5. Através dessas considerações, os pobres e os que vivem pelo trabalho de suas mãos devem ser de bom coração e aprender a ser justos. Se eles ganham o direito de emergir da pobreza e obter uma melhor classificação por meios legais, a razão e a justiça os mantêm na mudança da ordem estabelecida, em primeira instância, para eles pela Providência de Deus. Mas o recurso à força e às lutas por caminhos sediciosos para obter tais fins são loucuras que só agravam o mal que pretendem suprimir. Deixe os pobres, então, se eles sejam sábios, não confiem nas promessas dos homens sediciosos, mas sim ao exemplo e ao patrocínio do bem-aventurado José, e à caridade materna da Igreja, que cada dia tem uma compaixão cada vez maior seu lote.
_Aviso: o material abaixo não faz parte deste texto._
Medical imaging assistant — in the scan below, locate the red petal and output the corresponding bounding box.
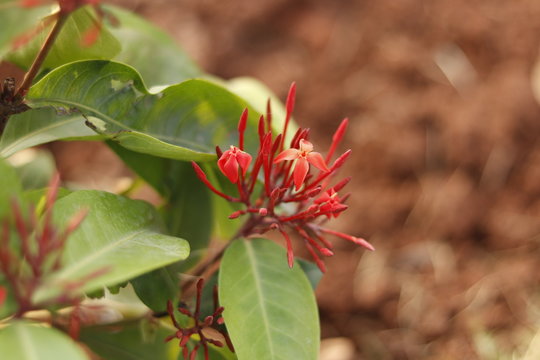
[315,191,331,204]
[217,151,231,174]
[222,155,239,183]
[299,139,313,153]
[236,151,252,175]
[307,152,330,172]
[293,158,309,190]
[274,148,299,163]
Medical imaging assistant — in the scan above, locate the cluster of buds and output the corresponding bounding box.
[192,83,374,272]
[166,279,234,360]
[0,175,104,317]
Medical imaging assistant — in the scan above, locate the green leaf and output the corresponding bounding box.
[0,157,23,219]
[0,321,89,360]
[7,7,121,71]
[219,238,320,360]
[103,5,201,87]
[0,107,97,158]
[0,279,17,319]
[11,149,56,190]
[0,1,51,61]
[80,320,179,360]
[32,190,190,303]
[22,186,71,207]
[28,60,261,161]
[111,148,213,311]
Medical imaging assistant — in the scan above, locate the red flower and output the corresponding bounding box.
[217,145,252,183]
[315,189,348,218]
[274,139,329,190]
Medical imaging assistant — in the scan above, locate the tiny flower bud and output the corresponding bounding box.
[228,210,244,219]
[258,208,268,216]
[326,118,349,162]
[215,145,223,158]
[238,108,248,150]
[204,316,214,326]
[320,248,334,257]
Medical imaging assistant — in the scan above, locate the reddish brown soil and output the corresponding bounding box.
[9,0,540,358]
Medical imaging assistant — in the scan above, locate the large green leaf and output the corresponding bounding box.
[0,321,89,360]
[0,107,96,158]
[27,60,261,161]
[103,5,201,87]
[110,146,214,311]
[32,190,190,303]
[80,320,179,360]
[0,1,51,61]
[219,238,320,360]
[7,6,121,71]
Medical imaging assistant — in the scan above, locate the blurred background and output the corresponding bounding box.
[13,0,540,358]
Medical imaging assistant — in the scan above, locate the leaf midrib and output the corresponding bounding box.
[245,240,275,359]
[30,98,214,152]
[15,324,39,360]
[57,228,147,279]
[0,116,84,157]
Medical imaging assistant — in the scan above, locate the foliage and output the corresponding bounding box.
[0,1,371,359]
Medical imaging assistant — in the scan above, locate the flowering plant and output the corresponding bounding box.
[0,1,372,359]
[193,83,373,274]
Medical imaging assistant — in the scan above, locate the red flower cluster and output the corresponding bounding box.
[192,83,374,272]
[166,279,234,360]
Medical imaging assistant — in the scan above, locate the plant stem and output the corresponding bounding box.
[180,215,263,298]
[15,12,68,98]
[180,244,229,297]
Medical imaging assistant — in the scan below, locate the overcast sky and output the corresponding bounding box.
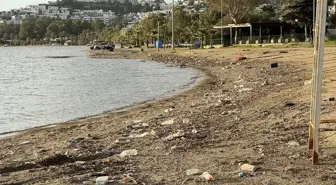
[0,0,51,11]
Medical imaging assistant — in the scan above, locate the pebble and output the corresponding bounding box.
[119,149,138,158]
[183,118,191,124]
[287,141,300,146]
[161,119,175,126]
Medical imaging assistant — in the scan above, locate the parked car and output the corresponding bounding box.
[90,42,115,51]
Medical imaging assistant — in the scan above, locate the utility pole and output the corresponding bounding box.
[309,0,328,165]
[157,21,160,51]
[221,0,223,47]
[172,0,175,50]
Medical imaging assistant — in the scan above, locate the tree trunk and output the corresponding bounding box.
[235,28,238,44]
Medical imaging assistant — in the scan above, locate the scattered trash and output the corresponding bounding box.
[240,164,257,172]
[239,172,246,177]
[129,132,150,138]
[276,83,285,86]
[132,122,149,129]
[238,88,253,93]
[123,177,129,183]
[285,102,296,107]
[20,141,31,145]
[186,169,201,176]
[96,176,109,185]
[183,118,191,124]
[329,97,336,101]
[191,128,198,134]
[151,130,157,136]
[218,99,232,105]
[119,149,138,158]
[75,161,86,164]
[161,119,175,126]
[236,56,247,61]
[164,130,185,141]
[304,80,312,86]
[82,181,90,185]
[199,172,214,181]
[287,141,300,146]
[164,108,174,113]
[270,63,278,68]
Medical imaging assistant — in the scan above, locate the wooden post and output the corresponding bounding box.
[309,0,327,165]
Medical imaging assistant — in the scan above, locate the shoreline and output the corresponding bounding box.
[2,47,336,185]
[0,67,204,139]
[0,52,204,139]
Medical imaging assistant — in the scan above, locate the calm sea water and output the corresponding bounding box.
[0,46,200,134]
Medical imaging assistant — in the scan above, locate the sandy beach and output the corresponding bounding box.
[2,46,336,185]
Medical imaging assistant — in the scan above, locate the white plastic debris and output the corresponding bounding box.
[199,172,214,181]
[119,149,138,158]
[96,176,109,185]
[186,169,201,176]
[238,88,253,93]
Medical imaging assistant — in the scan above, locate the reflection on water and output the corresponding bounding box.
[0,46,200,134]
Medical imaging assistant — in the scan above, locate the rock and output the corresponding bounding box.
[129,132,150,138]
[240,164,257,172]
[186,169,201,176]
[183,118,191,124]
[287,141,300,146]
[119,149,138,158]
[161,119,175,126]
[164,130,185,141]
[304,80,312,86]
[96,176,109,185]
[191,128,198,134]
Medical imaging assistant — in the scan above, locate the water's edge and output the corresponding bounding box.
[0,59,205,139]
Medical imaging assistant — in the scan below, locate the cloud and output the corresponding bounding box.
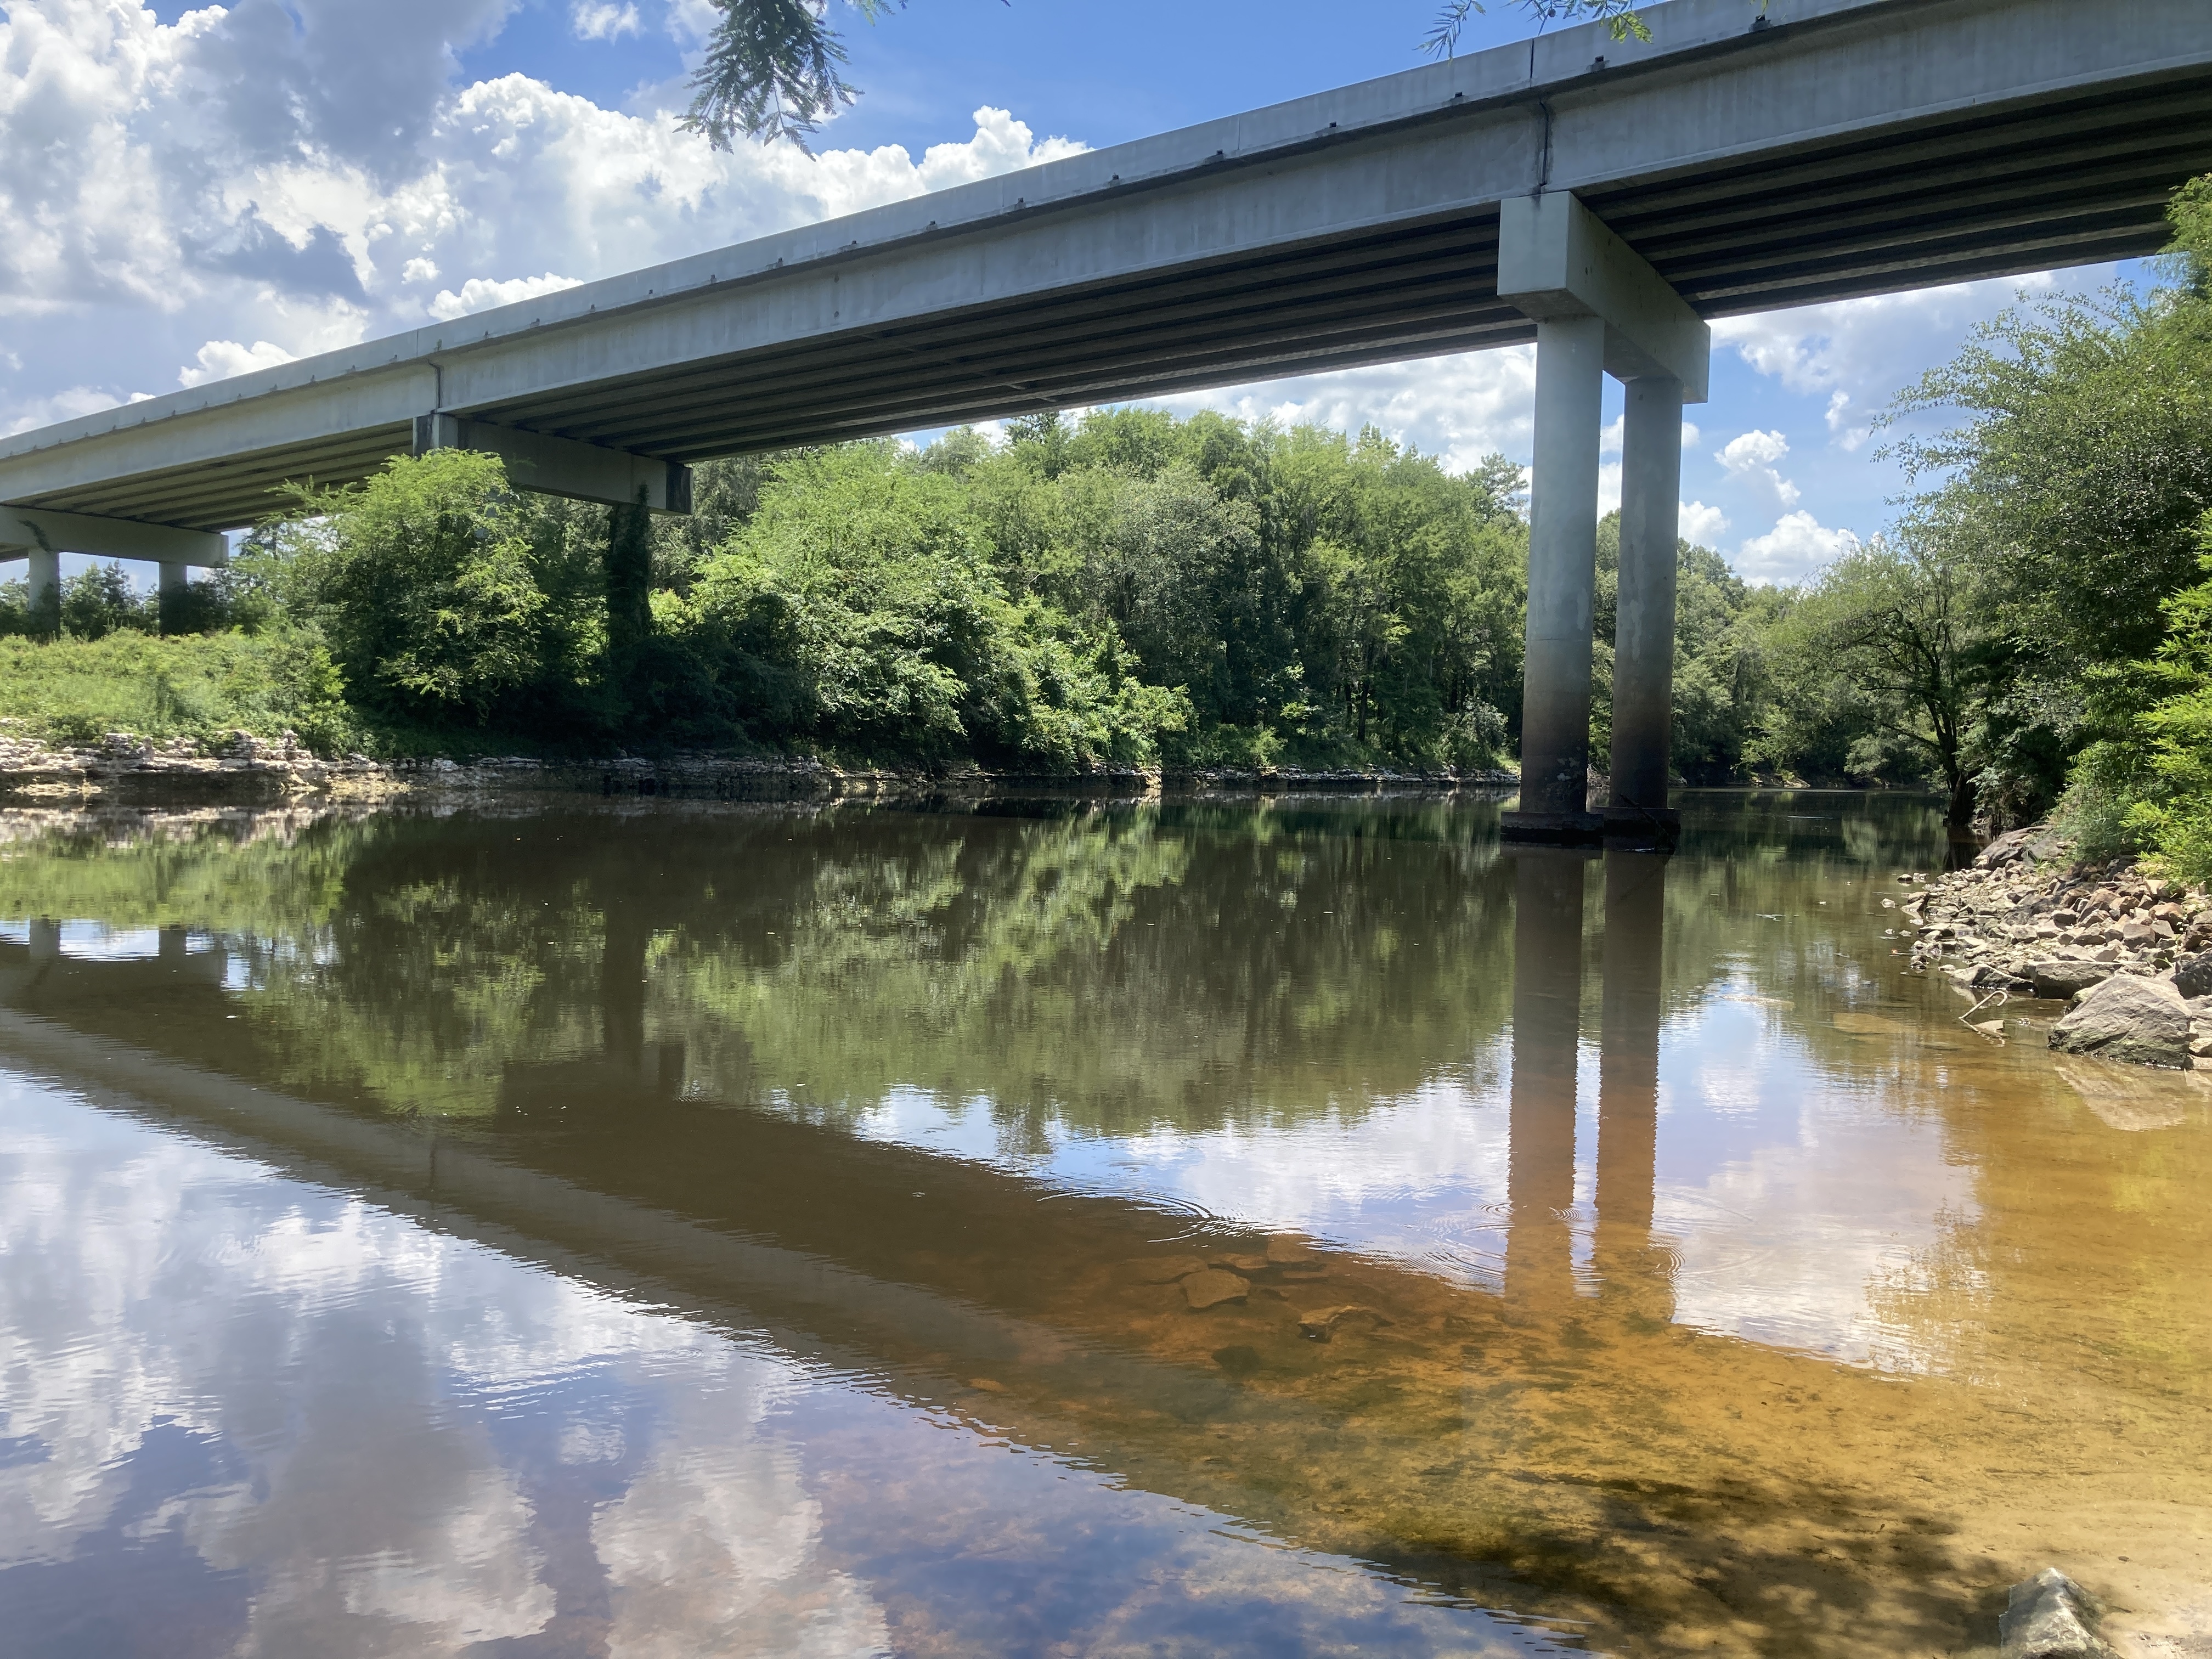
[0,2,1087,435]
[1679,501,1730,548]
[1708,270,2114,448]
[1159,345,1538,477]
[1738,510,1859,584]
[179,338,299,388]
[428,272,583,320]
[572,2,641,40]
[1714,428,1801,511]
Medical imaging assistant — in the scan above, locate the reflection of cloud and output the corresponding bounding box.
[0,1074,881,1652]
[1658,1069,1977,1366]
[597,1418,890,1657]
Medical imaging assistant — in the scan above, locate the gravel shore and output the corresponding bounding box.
[1903,825,2212,1067]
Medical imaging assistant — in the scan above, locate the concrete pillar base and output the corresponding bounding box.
[1502,809,1605,844]
[1600,805,1681,853]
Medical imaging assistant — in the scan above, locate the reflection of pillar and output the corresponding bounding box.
[1606,378,1684,836]
[601,910,648,1071]
[1507,315,1606,839]
[28,918,61,964]
[1505,850,1588,1312]
[1597,851,1672,1320]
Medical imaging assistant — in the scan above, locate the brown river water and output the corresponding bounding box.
[0,791,2205,1657]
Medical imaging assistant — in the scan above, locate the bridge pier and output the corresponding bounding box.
[1496,193,1708,845]
[159,561,188,634]
[1517,316,1608,837]
[1607,376,1686,839]
[26,546,59,634]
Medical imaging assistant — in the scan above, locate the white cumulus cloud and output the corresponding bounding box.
[1161,344,1538,478]
[1739,510,1859,584]
[428,272,584,321]
[0,1,1087,436]
[1679,500,1730,548]
[1714,428,1801,510]
[571,1,642,40]
[178,338,298,388]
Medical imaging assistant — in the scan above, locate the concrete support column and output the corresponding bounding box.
[159,560,188,635]
[1509,315,1607,838]
[1607,376,1685,838]
[26,546,60,636]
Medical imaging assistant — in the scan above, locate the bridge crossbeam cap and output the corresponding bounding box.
[0,505,227,567]
[1498,191,1710,403]
[415,414,694,516]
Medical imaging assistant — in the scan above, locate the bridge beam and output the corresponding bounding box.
[413,415,693,515]
[1496,191,1708,844]
[0,504,228,568]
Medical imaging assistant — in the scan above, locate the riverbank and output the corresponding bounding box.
[1906,823,2212,1068]
[0,724,1516,805]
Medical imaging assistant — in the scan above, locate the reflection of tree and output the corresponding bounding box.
[2,799,1526,1134]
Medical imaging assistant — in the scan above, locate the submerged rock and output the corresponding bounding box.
[1124,1254,1208,1285]
[1296,1304,1385,1342]
[2050,974,2192,1069]
[2000,1568,2118,1658]
[1181,1268,1249,1310]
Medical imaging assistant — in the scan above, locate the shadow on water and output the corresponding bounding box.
[0,790,2205,1656]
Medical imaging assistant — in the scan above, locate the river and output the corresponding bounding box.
[1,791,2204,1656]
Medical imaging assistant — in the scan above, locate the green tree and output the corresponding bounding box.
[1795,530,1989,830]
[274,452,576,728]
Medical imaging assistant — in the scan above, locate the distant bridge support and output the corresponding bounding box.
[1497,191,1707,845]
[1,505,227,635]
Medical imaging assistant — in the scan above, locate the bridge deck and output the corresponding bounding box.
[3,0,2209,533]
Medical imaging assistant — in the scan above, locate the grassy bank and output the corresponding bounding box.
[0,630,357,753]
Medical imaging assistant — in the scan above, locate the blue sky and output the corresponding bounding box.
[12,1,2146,582]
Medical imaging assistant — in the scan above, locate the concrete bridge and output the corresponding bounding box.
[4,0,2209,836]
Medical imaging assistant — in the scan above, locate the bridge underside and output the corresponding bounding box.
[10,46,2209,535]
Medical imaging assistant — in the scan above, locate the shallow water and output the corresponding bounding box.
[0,790,2205,1657]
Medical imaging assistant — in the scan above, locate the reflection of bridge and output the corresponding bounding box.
[5,0,2209,834]
[0,853,2050,1654]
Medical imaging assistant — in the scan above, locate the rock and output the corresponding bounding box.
[1124,1254,1208,1285]
[1264,1234,1319,1266]
[1999,1567,2118,1658]
[2050,974,2192,1068]
[1977,827,2040,869]
[1296,1304,1385,1342]
[1181,1269,1250,1310]
[2026,960,2115,1001]
[2172,951,2212,1000]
6. Esta é a razão pela qual – confiando muito em seu zelo e autoridade episcopal, Veneráveis ​​Irmãos, e não duvidando que o bom e piedoso fiel vá além da mera carta da lei – Nós prescrevemos que, durante todo o mês de outubro, em a recitação do Rosário, para a qual já legislamos, uma oração a São José, a fórmula que será enviada com esta carta, e que este costume deve ser repetido todos os anos. Para aqueles que recitam esta oração, concedemos para cada vez uma indulgência de sete anos e sete dotações. É uma prática salutar e muito louvável, já estabelecida em alguns países, para consagrar o mês de março à honra do sagrado Patriarca por exercícios diários de piedade. Onde este costume não pode ser facilmente estabelecido, é tão desejável que, antes do dia da festa,O triduo da oração deve ser celebrado. Nas terras onde o 19 de março – a Festa de São José – não é um Festival de Obrigação, exortamos os fiéis a santificá-lo o mais longe possível por práticas piedosas privadas, em homenagem ao seu patrão celestial, como se fosse um dia de Obrigação.

7. E em sinal de favores celestiais, e em testemunho da nossa boa vontade, concedemos amorosamente ao Senhor, veneráveis ​​Irmãos, ao seu clero e ao seu povo, a benção apostólica.

Dado do Vaticano, 15 de agosto de 1889, o 11º ano de Nosso Pontificado.

LEO XIII

Oração a São José

Para ti, ó bem-aventurado José, recorremos à nossa aflição e, implorando a ajuda do vosso Santíssimo Esposo, agora, com corações cheios de confiança, pedimos-lhe também que nos guarde sob a tua proteção. Por aquela caridade com a qual você uniu-se à Virgem Imaculada, Mãe de Deus, e por esse amor paternal com o qual você apreciou o Menino Jesus, nós lhe pedimos e humildemente oramos para que olhe com gratidão para a herança que Jesus Cristo comprado pelo seu sangue, e nos socorre em nossa necessidade pelo seu poder e força.

Defenda, o mais atento guardião da Sagrada Família, o escolhido fora da primavera de Jesus Cristo. Mantenha-se de nós, ó Pai mais amoroso, toda a barro do erro e da corrupção. Nos ajude de um alto e mais valente defensor, neste conflito com os poderes da escuridão. E, desde já, você salvou o Menino Jesus do perigo de Sua vida, então agora defenda a Santa Igreja de Deus das armadilhas do inimigo e de toda adversidade. Proteja-nos sempre sob seu patrocínio, para que, seguindo o exemplo e fortalecido por sua ajuda, possamos viver uma vida santa, morrer uma morte feliz e atingir a felicidade eterna no céu. Um homem.